Kur'ân-ı Kerîm'de birçok sûrede, iman ettikten sonra küfre girenlerin doğru yoldan sapmış oldukları, yaptıkları amellerin dünya ve âhirette geçersiz sayılacağı, dünyada ve âhirette elem verici bir azaba çarptırılacakları ve Allah'ın gazabını üzerlerine çekecekleri ifade edilir; ancak irtidadın dünyadaki cezaî müeyyidesinin ne olduğu belirtilmez.
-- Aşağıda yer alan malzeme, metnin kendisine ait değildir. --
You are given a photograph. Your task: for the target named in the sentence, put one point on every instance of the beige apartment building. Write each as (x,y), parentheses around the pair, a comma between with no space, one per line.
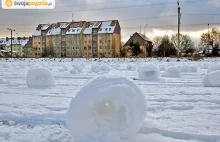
(78,39)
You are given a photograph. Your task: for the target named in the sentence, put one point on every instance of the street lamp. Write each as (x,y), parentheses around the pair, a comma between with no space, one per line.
(12,30)
(145,28)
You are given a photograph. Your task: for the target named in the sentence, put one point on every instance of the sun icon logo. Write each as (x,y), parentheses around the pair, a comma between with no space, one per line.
(8,3)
Mensup olduğu dinden çıkana ölüm cezası verilmesi sadece tek tanrılı dinlere has bir uygulama olmayıp, Antik Yunan ve Roma'da da uygulanan bir ceza çeşididir.

Yahudilikte taşlanarak öldürülme cezası öngörülmüş, Hıristiyanlıkta ise dinden çıkanlar aforoz edilerek engisizyon mahkemelerinde ölüm cezasına çarptırılmışlardır.

İslam hukukçularına göre mürted bir kişinin nikâhı dinden çıktığı andan itibaren geçersiz olur. Malı ve serveti mirasçıları arasında paylaştırılır.

Günümüzde dinden çıkan, İslami inançlarını yitiren Mürtedlere ne yapılması gerektiği ile ilgili farklı görüşler ortaya çıkmış bulunmaktadır. Bu farklı görüşlere göre; ridde (dinden çıkma) fıkhen (hukuken) suç sayılmamalıdır.

Kur'an-ı Kerim'de, düşünce ve inanç özgürlüğü ile igili olarak Bakara Sûresi'nin 256'ncı ayetinde "Dinde zorlama yoktur" ifadesi ile insanlara açık ve net bir şekilde inanç ve fikir özgürlüğü hakkı verilmiştir.

Nisa Sûresi'nin 90'ncı ayetinden de "Müslümanlarla savaşmayan ve İslami yönetime itaat eden mürtede ölüm cezası verilmeyeceği anlaşılmaktadır. 'Onlar sizi bırakıp bir tarafa çekilirler, sizinle savaşmaz ve barış yapmak isterlerse' Allah size onların aleyhine bir yola girme hakkı vermemiştir" meâlindeki âyet ile İslâmiyet'i bırakıp başka dine geçenlerin kastedildiği görüşü kabul edilirse, Müslümanlarla savaşmayan mürtedlerin öldürülmeyeceği hükmü çıkarılabilir.

Mürtedin öldürülebilmesi için dinden çıktıktan sonra Müslümanlara karşı düşmanlık yapması şartı gerekir.

İslam'ın Dört Halife dönemindeki irtidad (dinden dönme) olaylarının birçoğu aynı zamanda bir isyan hareketidir.

Mürtedler, sadece dinden çıktıkları için değil, ayrıca isyan ettikleri için öldürülmüşlerdir.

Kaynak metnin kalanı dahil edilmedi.